Kidney Market: We’re Not There Yet

Kidney Market: We’re Not There Yet

The importance of a solution to the lack of kidney donations cannot be overstated. While about 1% of the US population live with End Stage Renal Disease (ESRD), this population accounts for about 7% of the Medicare budget. There is an average yearly cost of about $89,000 for dialysis, almost completely covered by Medicare, private insurance, or Medicaid. The other option that patients with ESRD have is to receive a kidney transplant. A kidney transplant is substantially cheaper and has a greater five-year survival rate for transplant recipients [1]. You may look at the article from my partner in this point-counterpoint article if you need convincing on the difficult position that the United States is in when it comes to providing a high quality of life for those with End-Stage Renal Disease (ESRD).

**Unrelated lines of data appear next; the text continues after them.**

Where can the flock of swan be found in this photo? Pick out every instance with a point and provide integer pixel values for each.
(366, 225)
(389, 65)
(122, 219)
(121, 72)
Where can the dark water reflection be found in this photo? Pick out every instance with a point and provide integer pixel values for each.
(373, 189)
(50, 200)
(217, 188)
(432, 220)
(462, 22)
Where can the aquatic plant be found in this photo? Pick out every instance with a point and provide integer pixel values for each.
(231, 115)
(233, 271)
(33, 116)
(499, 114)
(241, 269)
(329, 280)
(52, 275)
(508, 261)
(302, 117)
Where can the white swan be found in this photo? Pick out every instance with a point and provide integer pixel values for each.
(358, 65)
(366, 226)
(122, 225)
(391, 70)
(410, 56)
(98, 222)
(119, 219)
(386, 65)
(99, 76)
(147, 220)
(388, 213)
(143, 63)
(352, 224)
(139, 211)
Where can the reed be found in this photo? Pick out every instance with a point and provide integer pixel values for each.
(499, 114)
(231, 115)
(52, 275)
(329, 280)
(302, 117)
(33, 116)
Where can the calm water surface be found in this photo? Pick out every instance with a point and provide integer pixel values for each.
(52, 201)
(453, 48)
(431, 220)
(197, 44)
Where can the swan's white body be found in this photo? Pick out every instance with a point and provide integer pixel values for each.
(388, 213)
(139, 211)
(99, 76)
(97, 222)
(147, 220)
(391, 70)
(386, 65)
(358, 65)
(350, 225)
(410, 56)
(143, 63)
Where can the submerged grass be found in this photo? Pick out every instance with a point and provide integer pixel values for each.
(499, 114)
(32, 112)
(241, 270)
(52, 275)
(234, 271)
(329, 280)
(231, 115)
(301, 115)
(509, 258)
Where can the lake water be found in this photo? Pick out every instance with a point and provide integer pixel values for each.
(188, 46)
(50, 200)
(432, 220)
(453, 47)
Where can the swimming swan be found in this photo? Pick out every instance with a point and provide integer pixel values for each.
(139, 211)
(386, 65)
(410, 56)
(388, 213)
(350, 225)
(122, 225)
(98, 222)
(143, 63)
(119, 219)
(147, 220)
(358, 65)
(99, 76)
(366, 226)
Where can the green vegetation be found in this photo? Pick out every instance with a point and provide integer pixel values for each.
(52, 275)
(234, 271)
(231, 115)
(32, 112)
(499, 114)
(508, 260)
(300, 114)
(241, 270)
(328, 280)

While Conner defends the idea of creating a kidney market, I will defend that we keep kidney markets as they are now: illegal. Moral repugnance is often cited as the first reason against the use of kidney markets in the United States. The idea of commodifying our bodies, for whatever purpose, violates our socially accepted notions of value-systems. However, while I will be arguing against the creation of a legal organ market, I don’t believe that this reason alone is enough justification for illegalization of kidney markets. We should forbade markets of this nature because of the real damage that they can impose on our fellow citizens.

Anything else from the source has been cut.